Is it trying to talk to me? Stupid alien. Why talk to me? It must know or at least suspect that I don't understand it. Nonsense. All of it nonsense.
And even if I did understand what it was saying, why would I talk to it?
"Go-songaha," says the Glass-Hide, coiling its tail around itself, and I reason that they must still be speaking to one another. "Chennu hwata-kana kia-ha, eh?"
They stare at me.
I shut my eye again.
Why can't they just get on with it? They take me to this place, wherever this place is, and then gabber to each other while I wait in abject despair. How kind of them. How very, very kind.
Maybe they're waiting for others to arrive. More equipment. Neither of them look as though they could cut through my armor, not without mechanical assistance.
If, that is— the thought seeps through cracks, fissures poorly mended— I still have armor.
The cracks widen, proliferate, fear perforating throat and battery.
No.
No, they couldn't have. Wouldn't I have noticed? Wouldn't I have felt it? Wouldn't they have left me that, the decoration— the worthless, beautiful decoration— if nothing else?
Alien exclamations as I reopen my eye. Please. Let there be gold, rimmed in red. Alloy lined with diamonds, pale and glittering.

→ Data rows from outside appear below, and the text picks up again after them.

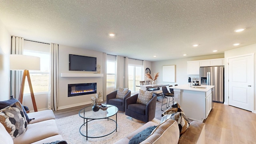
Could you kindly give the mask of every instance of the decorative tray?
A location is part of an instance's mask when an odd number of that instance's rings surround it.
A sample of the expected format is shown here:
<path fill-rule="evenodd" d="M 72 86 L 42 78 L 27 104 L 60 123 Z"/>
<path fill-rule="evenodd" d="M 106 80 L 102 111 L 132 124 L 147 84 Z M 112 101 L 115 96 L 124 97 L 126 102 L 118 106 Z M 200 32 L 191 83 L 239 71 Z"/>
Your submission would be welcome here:
<path fill-rule="evenodd" d="M 108 107 L 106 105 L 104 104 L 98 104 L 98 106 L 99 107 L 100 107 L 100 108 L 103 110 L 107 110 L 108 108 Z"/>

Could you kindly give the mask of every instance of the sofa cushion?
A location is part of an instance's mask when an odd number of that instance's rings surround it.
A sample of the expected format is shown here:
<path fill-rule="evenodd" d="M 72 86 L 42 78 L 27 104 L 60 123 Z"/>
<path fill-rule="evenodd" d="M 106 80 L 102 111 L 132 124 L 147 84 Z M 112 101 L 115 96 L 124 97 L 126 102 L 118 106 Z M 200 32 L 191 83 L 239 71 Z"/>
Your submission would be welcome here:
<path fill-rule="evenodd" d="M 13 144 L 12 138 L 0 122 L 0 144 Z"/>
<path fill-rule="evenodd" d="M 164 115 L 162 117 L 160 123 L 165 121 L 168 119 L 171 119 L 177 121 L 179 126 L 180 134 L 180 135 L 184 133 L 189 126 L 189 120 L 186 116 L 184 112 L 183 112 Z"/>
<path fill-rule="evenodd" d="M 158 126 L 151 134 L 140 144 L 178 144 L 179 137 L 177 122 L 168 119 Z"/>
<path fill-rule="evenodd" d="M 0 110 L 0 122 L 13 139 L 26 130 L 28 122 L 19 102 Z"/>
<path fill-rule="evenodd" d="M 137 103 L 146 105 L 152 98 L 153 91 L 140 90 L 137 99 Z"/>
<path fill-rule="evenodd" d="M 29 124 L 55 119 L 55 116 L 52 110 L 31 112 L 28 114 L 28 116 L 32 118 Z"/>
<path fill-rule="evenodd" d="M 31 144 L 42 144 L 49 143 L 51 142 L 54 142 L 56 140 L 63 140 L 63 138 L 62 138 L 62 137 L 60 135 L 57 135 L 43 139 L 37 142 L 33 142 Z"/>
<path fill-rule="evenodd" d="M 13 139 L 14 144 L 29 144 L 58 134 L 55 120 L 50 120 L 28 125 L 27 131 Z"/>
<path fill-rule="evenodd" d="M 11 104 L 12 104 L 17 102 L 19 102 L 17 99 L 14 98 L 12 97 L 11 98 L 10 100 L 3 101 L 0 101 L 0 110 L 4 108 L 6 108 Z M 22 106 L 22 104 L 20 104 Z M 24 113 L 24 114 L 25 114 L 25 116 L 26 116 L 26 119 L 27 120 L 27 122 L 28 124 L 30 122 L 30 119 L 28 118 L 28 116 L 27 115 L 27 113 L 26 112 L 26 110 L 24 108 L 24 107 L 22 106 L 22 110 L 23 111 L 23 113 Z"/>
<path fill-rule="evenodd" d="M 129 88 L 124 88 L 119 87 L 117 89 L 117 93 L 116 98 L 121 98 L 122 99 L 124 99 L 124 98 L 125 95 L 126 94 Z"/>
<path fill-rule="evenodd" d="M 146 128 L 139 132 L 130 139 L 128 144 L 138 144 L 146 140 L 151 134 L 156 126 L 151 126 Z"/>

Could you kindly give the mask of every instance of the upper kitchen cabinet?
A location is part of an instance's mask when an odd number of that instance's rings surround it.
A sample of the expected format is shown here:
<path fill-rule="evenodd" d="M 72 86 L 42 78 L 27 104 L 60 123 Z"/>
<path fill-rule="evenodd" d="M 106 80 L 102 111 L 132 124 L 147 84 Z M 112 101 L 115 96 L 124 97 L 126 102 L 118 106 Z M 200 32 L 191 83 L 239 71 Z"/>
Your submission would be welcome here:
<path fill-rule="evenodd" d="M 224 58 L 200 60 L 200 66 L 224 66 Z"/>
<path fill-rule="evenodd" d="M 198 61 L 188 61 L 188 74 L 199 75 L 200 62 Z"/>
<path fill-rule="evenodd" d="M 199 68 L 202 66 L 224 66 L 224 58 L 188 61 L 188 74 L 199 75 Z"/>

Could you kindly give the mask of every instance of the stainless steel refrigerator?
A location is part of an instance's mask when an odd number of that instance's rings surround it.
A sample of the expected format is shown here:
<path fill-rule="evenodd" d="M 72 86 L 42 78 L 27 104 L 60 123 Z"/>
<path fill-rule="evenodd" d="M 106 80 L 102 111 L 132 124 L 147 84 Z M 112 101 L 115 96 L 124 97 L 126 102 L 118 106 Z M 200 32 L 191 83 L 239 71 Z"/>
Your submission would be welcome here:
<path fill-rule="evenodd" d="M 215 86 L 212 101 L 224 102 L 224 66 L 200 67 L 200 80 L 201 85 Z"/>

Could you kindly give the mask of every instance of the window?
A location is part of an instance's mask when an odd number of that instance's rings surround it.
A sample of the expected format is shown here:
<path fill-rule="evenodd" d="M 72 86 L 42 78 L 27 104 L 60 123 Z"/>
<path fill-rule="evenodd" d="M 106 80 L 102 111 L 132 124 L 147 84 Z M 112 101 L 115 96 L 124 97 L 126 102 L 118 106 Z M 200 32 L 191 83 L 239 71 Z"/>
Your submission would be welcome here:
<path fill-rule="evenodd" d="M 129 89 L 131 92 L 134 92 L 139 91 L 140 87 L 136 87 L 136 85 L 140 85 L 140 81 L 142 79 L 142 66 L 129 65 L 128 66 L 128 81 Z"/>
<path fill-rule="evenodd" d="M 50 54 L 24 50 L 23 54 L 40 57 L 40 70 L 30 70 L 29 73 L 34 93 L 49 91 Z M 24 94 L 30 93 L 28 83 L 25 80 Z"/>
<path fill-rule="evenodd" d="M 107 61 L 107 87 L 116 86 L 116 62 Z"/>
<path fill-rule="evenodd" d="M 107 87 L 116 86 L 116 56 L 107 55 Z"/>
<path fill-rule="evenodd" d="M 24 40 L 23 54 L 40 57 L 40 70 L 30 70 L 29 73 L 34 94 L 48 93 L 49 92 L 50 44 L 29 40 Z M 24 94 L 30 94 L 26 80 Z"/>

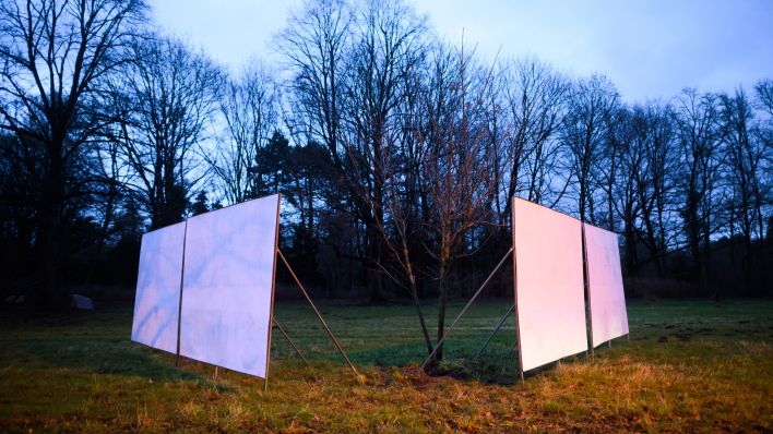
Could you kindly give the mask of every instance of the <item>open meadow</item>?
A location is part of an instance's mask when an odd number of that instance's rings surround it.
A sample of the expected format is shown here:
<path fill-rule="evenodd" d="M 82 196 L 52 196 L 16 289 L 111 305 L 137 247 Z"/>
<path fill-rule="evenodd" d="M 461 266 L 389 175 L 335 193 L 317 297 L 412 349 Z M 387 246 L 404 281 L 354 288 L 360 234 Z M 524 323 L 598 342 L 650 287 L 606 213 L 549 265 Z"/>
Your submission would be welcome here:
<path fill-rule="evenodd" d="M 322 305 L 358 381 L 306 304 L 277 303 L 310 365 L 275 330 L 267 391 L 131 342 L 128 304 L 2 311 L 0 432 L 773 430 L 771 300 L 629 301 L 630 341 L 527 373 L 524 386 L 512 316 L 473 360 L 508 308 L 476 303 L 448 341 L 447 375 L 431 377 L 413 306 Z"/>

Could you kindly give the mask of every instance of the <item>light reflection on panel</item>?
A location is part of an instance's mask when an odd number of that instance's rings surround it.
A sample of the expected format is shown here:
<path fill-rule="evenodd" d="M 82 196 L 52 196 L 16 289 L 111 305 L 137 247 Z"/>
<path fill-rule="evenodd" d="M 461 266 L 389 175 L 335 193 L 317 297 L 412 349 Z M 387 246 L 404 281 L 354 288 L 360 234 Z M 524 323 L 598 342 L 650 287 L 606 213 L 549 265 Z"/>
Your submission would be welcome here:
<path fill-rule="evenodd" d="M 180 354 L 265 377 L 278 195 L 188 219 Z"/>
<path fill-rule="evenodd" d="M 581 222 L 514 198 L 513 245 L 523 371 L 587 350 Z"/>
<path fill-rule="evenodd" d="M 592 341 L 596 347 L 628 334 L 617 234 L 585 225 Z"/>
<path fill-rule="evenodd" d="M 186 224 L 142 236 L 131 339 L 177 352 L 182 243 Z"/>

Design beautiful, purpose invincible, breakage impossible. Let me be armored. Let me be me.
A tendril held before my vision.
Yellow-orange. Pitted, flaking. Each gem now a scar. Golden memories scraped raw, scratched parallel tracks of pale claws, bitten and burned like the surface of the world Swift-Runs never finished. Bare. My own plates only, and my own plates alone.
I look as though I'm made of iron, and I'm rusting.
The Sheen-Mane steps closer, a crinkled flower balanced precariously on its lone pair of legs. "Goreh-te-goreh, acha van songha. Tengai te-gha."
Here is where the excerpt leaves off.